Target Account List (TAL): Definition, Construction, and Operating Practice
A target account list (TAL) is the named, finite list of companies a B2B revenue team agrees to pursue in a given period, typically 50 to 1,000 accounts depending on motion. The TAL is the operational unit of account-based marketing because it locks the universe before any campaign launches and aligns marketing, sales, and customer success on the same accounts.
Why it matters
Without a TAL, marketing and sales pursue different accounts in parallel, ad spend leaks to non-ICP companies, and sales coverage is uncoordinated. The TAL is the structural artifact that makes account-based marketing measurable, and it sits between the ICP definition and the tier-level resource allocation. It also feeds the account fit score calibration.
How it works
- Universe definition starts with ICP filters: industry, employee count, revenue band, geography, technographic match.
- Filtering refines the universe with strategic gates: ban-on-competitor lists, customer overlap rules, and territory carve-ups.
- Sizing matches resource capacity: 50 to 200 accounts for 1:1 motions, 200 to 2,000 for 1:few, and over 2,000 for programmatic, per Gartner's ABM definition.
- Activation routes TAL accounts into account-based advertising, outbound sequences, content tracks, and personalization.
- Refresh cadence is quarterly with event-based additions for funding rounds, leadership changes, and intent surges.
Examples
- A revops platform sets a 600-account TAL filtered to mid-market SaaS companies running Salesforce, then tiers into 25 Tier 1, 175 Tier 2, and 400 Tier 3, mirroring the practice in how to build a target account list from scratch.
- A cybersecurity vendor builds a 400-account TAL across regulated industries (finance, healthcare, government) with a competitor displacement filter, then activates ads, outbound, and pilot offers through the workflow in the 90-day ABM pilot playbook.
Related terms
FAQ
How big should a target account list be?
TAL size matches resource capacity. 1:1 motions hold 50 to 200 accounts. 1:few motions hold 200 to 2,000. Programmatic 1:many TALs run wider but still anchor on ICP filters, per Forrester ABM research.

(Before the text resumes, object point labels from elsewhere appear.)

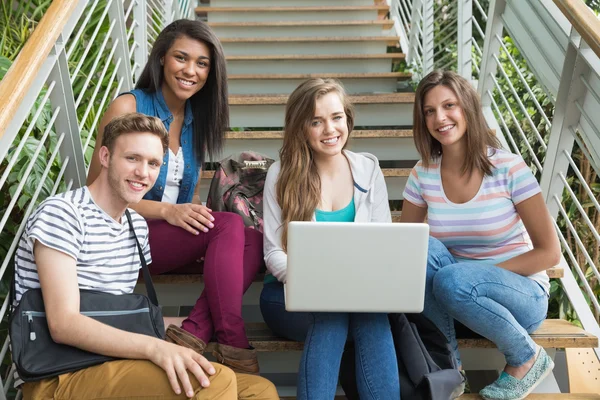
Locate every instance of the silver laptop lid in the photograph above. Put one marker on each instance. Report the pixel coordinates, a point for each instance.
(356, 267)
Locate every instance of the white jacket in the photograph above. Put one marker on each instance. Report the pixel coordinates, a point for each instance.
(370, 202)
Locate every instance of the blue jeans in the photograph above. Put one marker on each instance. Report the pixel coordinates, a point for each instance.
(324, 336)
(500, 305)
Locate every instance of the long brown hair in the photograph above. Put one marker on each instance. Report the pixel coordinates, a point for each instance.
(210, 106)
(478, 135)
(298, 186)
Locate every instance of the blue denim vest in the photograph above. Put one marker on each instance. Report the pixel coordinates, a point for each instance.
(154, 104)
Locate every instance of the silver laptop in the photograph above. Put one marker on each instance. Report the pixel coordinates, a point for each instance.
(356, 267)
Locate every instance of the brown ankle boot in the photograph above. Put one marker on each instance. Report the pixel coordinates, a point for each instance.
(183, 338)
(239, 360)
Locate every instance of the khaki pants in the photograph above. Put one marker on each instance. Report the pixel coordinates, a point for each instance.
(138, 379)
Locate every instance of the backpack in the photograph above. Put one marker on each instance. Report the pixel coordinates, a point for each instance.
(237, 187)
(427, 369)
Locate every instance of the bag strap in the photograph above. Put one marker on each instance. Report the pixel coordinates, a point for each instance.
(147, 278)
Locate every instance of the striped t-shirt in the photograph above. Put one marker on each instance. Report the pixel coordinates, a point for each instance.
(105, 250)
(487, 227)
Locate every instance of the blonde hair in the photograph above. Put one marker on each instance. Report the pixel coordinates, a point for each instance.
(298, 186)
(134, 123)
(478, 135)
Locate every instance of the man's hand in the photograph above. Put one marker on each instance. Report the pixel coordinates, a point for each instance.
(176, 361)
(191, 217)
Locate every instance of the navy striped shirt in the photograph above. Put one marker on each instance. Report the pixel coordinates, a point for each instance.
(105, 250)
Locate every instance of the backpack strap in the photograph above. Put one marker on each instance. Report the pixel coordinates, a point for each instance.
(146, 272)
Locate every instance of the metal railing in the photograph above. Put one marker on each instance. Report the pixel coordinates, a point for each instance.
(536, 67)
(79, 58)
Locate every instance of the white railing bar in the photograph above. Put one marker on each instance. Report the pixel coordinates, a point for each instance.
(582, 247)
(569, 251)
(81, 29)
(439, 60)
(26, 135)
(30, 207)
(587, 118)
(134, 69)
(101, 107)
(153, 30)
(522, 78)
(580, 208)
(451, 12)
(129, 10)
(61, 173)
(478, 28)
(408, 12)
(133, 47)
(91, 43)
(4, 348)
(582, 147)
(530, 34)
(95, 65)
(131, 29)
(474, 42)
(582, 180)
(590, 89)
(447, 64)
(483, 13)
(508, 135)
(520, 103)
(9, 379)
(157, 5)
(4, 307)
(451, 25)
(97, 88)
(588, 290)
(34, 157)
(516, 122)
(102, 102)
(453, 32)
(404, 19)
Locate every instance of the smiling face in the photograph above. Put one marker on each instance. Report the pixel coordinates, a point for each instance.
(186, 66)
(328, 131)
(444, 116)
(133, 166)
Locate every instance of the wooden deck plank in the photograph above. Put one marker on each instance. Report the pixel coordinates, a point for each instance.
(189, 278)
(553, 333)
(298, 57)
(385, 23)
(281, 99)
(389, 40)
(208, 9)
(356, 134)
(362, 75)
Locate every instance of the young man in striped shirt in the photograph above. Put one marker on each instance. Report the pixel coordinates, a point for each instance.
(80, 240)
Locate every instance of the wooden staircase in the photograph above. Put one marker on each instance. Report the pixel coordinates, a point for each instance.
(270, 50)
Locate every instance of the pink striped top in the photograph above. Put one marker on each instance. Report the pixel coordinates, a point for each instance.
(487, 227)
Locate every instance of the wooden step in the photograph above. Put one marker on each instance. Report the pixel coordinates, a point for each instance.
(302, 57)
(544, 396)
(387, 172)
(397, 75)
(357, 134)
(384, 23)
(281, 99)
(554, 333)
(389, 40)
(382, 10)
(176, 279)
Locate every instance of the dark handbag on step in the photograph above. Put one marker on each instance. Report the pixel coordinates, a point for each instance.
(37, 356)
(426, 366)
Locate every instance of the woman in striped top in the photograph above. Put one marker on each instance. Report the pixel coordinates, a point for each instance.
(492, 237)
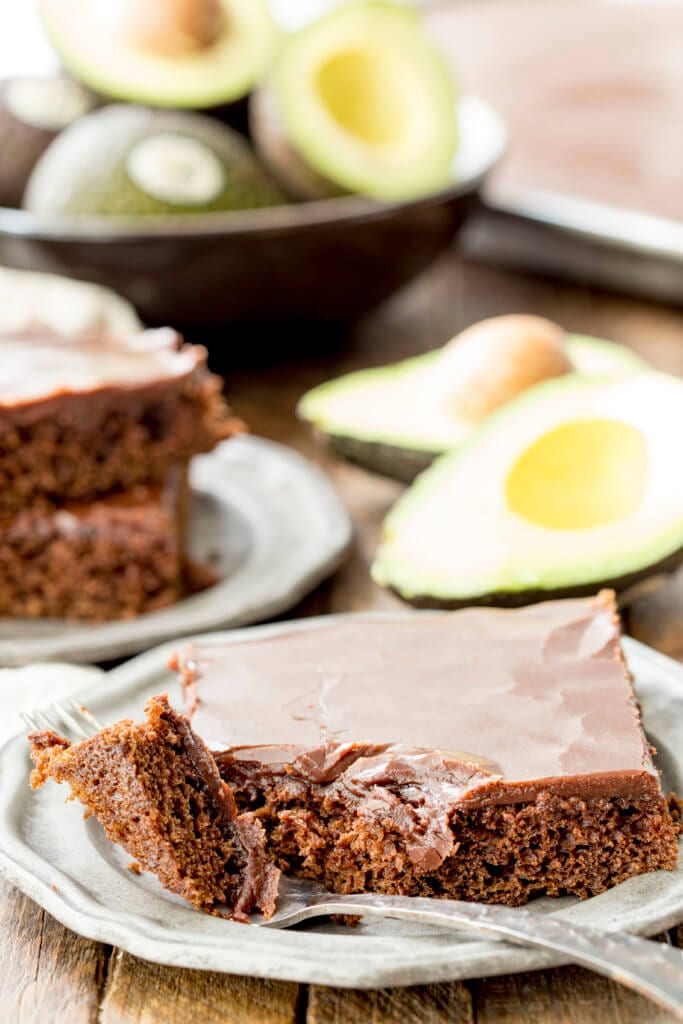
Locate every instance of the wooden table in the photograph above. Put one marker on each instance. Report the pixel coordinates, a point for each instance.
(51, 976)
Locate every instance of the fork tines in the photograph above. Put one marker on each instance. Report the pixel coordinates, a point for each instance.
(70, 714)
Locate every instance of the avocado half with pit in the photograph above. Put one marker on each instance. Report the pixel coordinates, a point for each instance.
(129, 162)
(573, 485)
(388, 420)
(179, 53)
(359, 101)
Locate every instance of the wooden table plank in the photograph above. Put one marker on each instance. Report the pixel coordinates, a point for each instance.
(138, 992)
(564, 995)
(450, 1003)
(47, 974)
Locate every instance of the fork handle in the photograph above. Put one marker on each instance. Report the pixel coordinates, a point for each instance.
(653, 969)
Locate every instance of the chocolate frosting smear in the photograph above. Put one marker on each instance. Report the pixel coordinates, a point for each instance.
(473, 706)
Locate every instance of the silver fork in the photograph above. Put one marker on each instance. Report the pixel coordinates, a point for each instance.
(653, 969)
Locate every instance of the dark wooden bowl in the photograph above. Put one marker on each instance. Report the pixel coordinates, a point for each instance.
(326, 260)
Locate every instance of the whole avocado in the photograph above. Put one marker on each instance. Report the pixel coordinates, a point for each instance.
(130, 162)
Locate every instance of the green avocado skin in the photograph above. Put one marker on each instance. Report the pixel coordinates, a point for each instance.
(519, 598)
(396, 463)
(83, 171)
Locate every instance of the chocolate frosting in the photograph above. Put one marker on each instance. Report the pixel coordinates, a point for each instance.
(477, 705)
(40, 367)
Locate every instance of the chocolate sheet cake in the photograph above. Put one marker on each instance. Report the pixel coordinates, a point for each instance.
(156, 790)
(81, 417)
(480, 755)
(95, 435)
(111, 558)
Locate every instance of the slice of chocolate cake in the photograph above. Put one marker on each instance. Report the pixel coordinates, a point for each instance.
(115, 557)
(480, 755)
(156, 790)
(85, 416)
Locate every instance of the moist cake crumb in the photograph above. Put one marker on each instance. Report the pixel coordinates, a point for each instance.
(155, 788)
(483, 755)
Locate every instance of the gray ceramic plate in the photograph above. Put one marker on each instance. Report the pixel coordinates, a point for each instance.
(268, 522)
(67, 865)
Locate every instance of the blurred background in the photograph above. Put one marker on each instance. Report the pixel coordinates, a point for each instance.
(567, 161)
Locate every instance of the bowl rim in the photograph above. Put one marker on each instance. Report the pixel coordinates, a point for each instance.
(343, 209)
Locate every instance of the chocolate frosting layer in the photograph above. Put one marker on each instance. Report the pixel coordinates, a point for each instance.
(43, 366)
(474, 705)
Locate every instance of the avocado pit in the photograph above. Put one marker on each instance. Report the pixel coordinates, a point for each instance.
(169, 28)
(491, 363)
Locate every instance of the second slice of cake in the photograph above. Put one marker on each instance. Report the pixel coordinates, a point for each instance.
(114, 557)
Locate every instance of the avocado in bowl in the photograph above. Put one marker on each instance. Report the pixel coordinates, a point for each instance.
(328, 259)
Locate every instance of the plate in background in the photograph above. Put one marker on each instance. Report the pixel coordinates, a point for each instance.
(69, 867)
(593, 96)
(267, 521)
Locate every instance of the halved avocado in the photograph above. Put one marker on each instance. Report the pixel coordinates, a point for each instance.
(182, 53)
(33, 111)
(573, 485)
(386, 419)
(127, 162)
(358, 101)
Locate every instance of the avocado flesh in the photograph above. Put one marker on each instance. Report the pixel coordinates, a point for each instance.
(386, 420)
(359, 101)
(33, 111)
(573, 485)
(210, 76)
(125, 161)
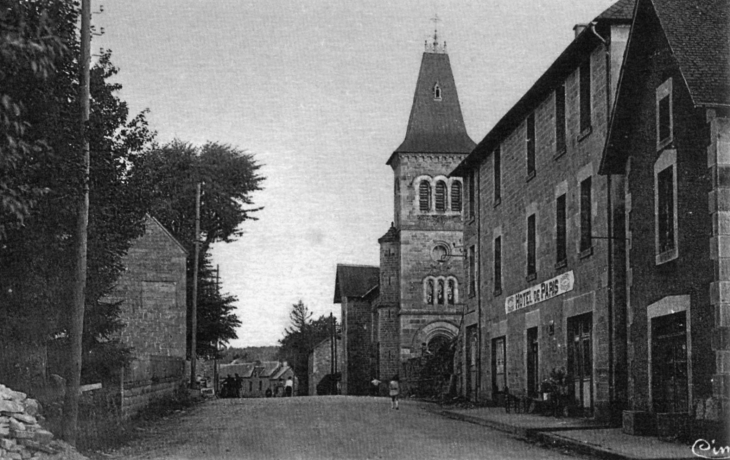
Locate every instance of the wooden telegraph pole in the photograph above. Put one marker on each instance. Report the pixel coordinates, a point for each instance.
(76, 327)
(194, 309)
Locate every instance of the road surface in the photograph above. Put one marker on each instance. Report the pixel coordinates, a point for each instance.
(324, 427)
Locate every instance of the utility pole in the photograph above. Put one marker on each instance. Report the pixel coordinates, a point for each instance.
(76, 313)
(332, 354)
(194, 312)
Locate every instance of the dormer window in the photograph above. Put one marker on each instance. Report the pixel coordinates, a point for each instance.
(436, 92)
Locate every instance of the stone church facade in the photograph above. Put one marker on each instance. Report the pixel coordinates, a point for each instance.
(421, 281)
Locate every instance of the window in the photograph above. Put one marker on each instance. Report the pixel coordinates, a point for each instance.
(665, 207)
(664, 116)
(531, 247)
(437, 92)
(497, 175)
(472, 197)
(561, 239)
(560, 119)
(498, 265)
(451, 292)
(665, 216)
(585, 96)
(424, 196)
(472, 270)
(586, 212)
(456, 196)
(531, 145)
(440, 196)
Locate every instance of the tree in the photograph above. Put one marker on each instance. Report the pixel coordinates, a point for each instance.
(167, 177)
(300, 339)
(217, 321)
(39, 188)
(35, 37)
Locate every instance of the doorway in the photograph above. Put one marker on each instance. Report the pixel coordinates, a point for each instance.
(532, 363)
(580, 361)
(471, 362)
(499, 374)
(669, 379)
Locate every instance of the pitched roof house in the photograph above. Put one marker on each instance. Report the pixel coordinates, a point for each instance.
(668, 151)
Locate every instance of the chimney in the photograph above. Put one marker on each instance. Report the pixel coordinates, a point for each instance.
(578, 28)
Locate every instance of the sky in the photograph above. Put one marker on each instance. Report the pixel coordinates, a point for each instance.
(319, 91)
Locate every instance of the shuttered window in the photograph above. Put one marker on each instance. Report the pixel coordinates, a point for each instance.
(440, 196)
(586, 214)
(456, 196)
(424, 196)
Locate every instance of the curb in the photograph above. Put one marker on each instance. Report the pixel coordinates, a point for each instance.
(550, 438)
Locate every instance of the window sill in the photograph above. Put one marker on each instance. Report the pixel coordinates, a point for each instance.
(667, 256)
(585, 133)
(585, 253)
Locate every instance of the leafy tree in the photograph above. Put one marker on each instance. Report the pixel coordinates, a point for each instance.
(168, 175)
(217, 321)
(300, 339)
(35, 39)
(43, 181)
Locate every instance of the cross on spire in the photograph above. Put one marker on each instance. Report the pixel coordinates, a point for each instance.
(435, 47)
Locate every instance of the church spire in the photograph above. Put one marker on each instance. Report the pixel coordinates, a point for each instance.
(435, 47)
(436, 124)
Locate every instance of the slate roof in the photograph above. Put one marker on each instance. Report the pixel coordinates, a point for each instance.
(697, 32)
(621, 10)
(393, 234)
(244, 370)
(569, 59)
(355, 280)
(268, 368)
(281, 372)
(435, 126)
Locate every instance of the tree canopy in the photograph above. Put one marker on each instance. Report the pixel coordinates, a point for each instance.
(301, 337)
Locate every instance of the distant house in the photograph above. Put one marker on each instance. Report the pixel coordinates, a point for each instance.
(668, 151)
(260, 376)
(152, 291)
(321, 380)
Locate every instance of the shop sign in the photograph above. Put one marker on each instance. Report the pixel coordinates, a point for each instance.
(540, 292)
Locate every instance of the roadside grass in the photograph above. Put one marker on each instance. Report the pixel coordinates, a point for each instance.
(101, 427)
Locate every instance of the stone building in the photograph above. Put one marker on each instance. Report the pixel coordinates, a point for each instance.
(322, 374)
(259, 376)
(668, 154)
(152, 291)
(415, 301)
(536, 239)
(356, 286)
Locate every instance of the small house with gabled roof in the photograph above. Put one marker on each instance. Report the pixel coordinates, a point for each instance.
(668, 152)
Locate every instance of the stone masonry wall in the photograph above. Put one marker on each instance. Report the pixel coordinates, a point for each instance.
(557, 173)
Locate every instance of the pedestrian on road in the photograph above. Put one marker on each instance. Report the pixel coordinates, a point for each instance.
(375, 383)
(394, 390)
(289, 386)
(239, 385)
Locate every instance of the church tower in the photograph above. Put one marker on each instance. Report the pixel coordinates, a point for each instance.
(421, 263)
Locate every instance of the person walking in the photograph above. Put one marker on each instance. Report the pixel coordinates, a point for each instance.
(394, 391)
(289, 388)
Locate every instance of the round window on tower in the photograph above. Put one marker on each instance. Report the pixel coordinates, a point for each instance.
(440, 253)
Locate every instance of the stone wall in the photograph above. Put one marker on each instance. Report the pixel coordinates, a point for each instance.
(557, 172)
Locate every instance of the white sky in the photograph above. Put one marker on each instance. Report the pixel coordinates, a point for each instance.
(320, 91)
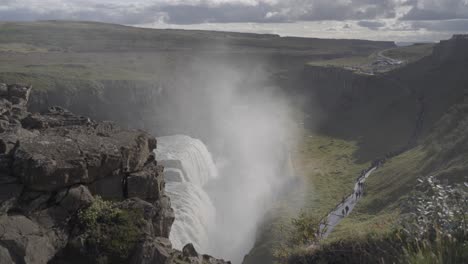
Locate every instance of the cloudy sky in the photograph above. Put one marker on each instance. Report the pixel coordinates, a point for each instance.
(400, 20)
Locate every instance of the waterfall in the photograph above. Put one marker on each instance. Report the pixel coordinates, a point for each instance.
(188, 167)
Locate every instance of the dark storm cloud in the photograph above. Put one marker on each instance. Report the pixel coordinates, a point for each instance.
(368, 13)
(197, 11)
(442, 26)
(436, 10)
(191, 14)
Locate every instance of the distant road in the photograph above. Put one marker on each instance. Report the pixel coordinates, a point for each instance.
(391, 61)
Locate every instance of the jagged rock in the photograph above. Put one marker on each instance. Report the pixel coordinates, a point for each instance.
(56, 117)
(189, 251)
(147, 184)
(164, 218)
(9, 188)
(52, 164)
(5, 257)
(74, 198)
(151, 251)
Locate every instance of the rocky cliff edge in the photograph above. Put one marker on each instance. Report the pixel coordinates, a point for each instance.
(73, 190)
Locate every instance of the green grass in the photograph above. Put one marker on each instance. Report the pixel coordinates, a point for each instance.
(329, 169)
(327, 172)
(410, 53)
(378, 211)
(343, 62)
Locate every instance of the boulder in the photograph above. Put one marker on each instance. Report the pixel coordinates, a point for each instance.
(5, 257)
(157, 250)
(164, 217)
(147, 184)
(25, 240)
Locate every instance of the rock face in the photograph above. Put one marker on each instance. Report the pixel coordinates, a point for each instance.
(54, 165)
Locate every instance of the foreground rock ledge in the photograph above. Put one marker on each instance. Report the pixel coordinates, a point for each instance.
(55, 165)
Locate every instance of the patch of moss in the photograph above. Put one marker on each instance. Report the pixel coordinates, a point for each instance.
(111, 233)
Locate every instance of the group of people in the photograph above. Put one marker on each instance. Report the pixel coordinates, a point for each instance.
(345, 211)
(360, 190)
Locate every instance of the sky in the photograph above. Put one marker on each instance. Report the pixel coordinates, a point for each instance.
(398, 20)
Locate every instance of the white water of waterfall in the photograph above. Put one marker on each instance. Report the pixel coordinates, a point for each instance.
(194, 211)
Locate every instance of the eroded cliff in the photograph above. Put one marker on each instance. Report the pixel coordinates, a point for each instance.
(74, 190)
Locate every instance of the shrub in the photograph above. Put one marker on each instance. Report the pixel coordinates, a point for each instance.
(110, 233)
(436, 230)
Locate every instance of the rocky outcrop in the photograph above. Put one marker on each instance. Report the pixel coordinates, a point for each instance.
(52, 168)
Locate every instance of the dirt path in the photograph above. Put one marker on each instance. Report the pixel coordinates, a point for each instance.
(340, 211)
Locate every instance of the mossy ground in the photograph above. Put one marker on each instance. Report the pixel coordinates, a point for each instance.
(110, 233)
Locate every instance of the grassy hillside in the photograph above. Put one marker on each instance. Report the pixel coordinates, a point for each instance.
(66, 50)
(327, 170)
(371, 225)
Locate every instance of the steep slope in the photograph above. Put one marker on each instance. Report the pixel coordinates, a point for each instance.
(74, 190)
(388, 111)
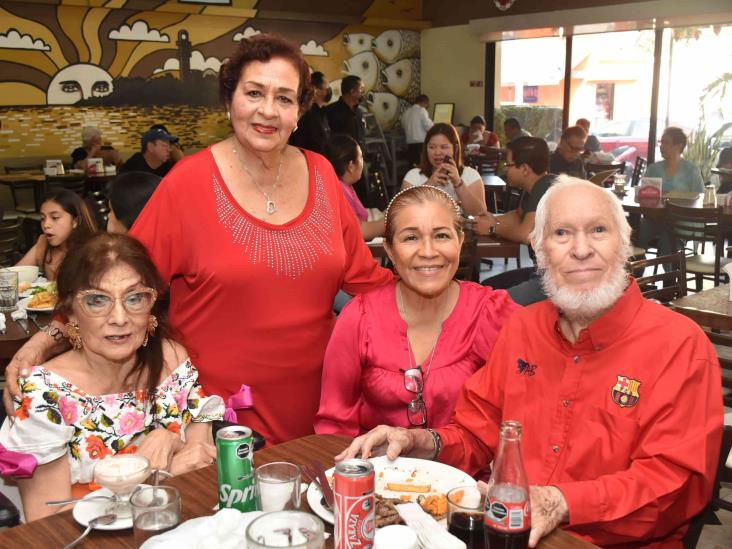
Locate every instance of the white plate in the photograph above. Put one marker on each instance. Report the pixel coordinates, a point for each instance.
(84, 511)
(226, 524)
(442, 477)
(23, 304)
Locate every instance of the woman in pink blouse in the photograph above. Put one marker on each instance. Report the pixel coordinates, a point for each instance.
(400, 354)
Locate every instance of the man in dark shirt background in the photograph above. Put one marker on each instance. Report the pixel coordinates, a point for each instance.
(345, 117)
(527, 161)
(313, 129)
(154, 156)
(568, 156)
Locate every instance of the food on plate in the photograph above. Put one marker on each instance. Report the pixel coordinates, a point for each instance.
(407, 487)
(43, 300)
(435, 505)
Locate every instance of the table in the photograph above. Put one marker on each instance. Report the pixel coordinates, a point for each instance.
(710, 308)
(15, 337)
(199, 495)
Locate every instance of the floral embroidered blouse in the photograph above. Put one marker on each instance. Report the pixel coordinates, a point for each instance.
(55, 417)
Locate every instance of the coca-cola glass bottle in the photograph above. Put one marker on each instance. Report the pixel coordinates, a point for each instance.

How often should the TAL refresh?
Quarterly review is standard. Event-based additions handle funding rounds, leadership changes, and major intent surges between reviews so the list captures buying-window accounts.
Who owns the TAL?
Marketing operations and sales operations co-own the TAL with executive sponsorship from CMO and CRO. The TAL is the artifact that makes the marketing-sales contract operational.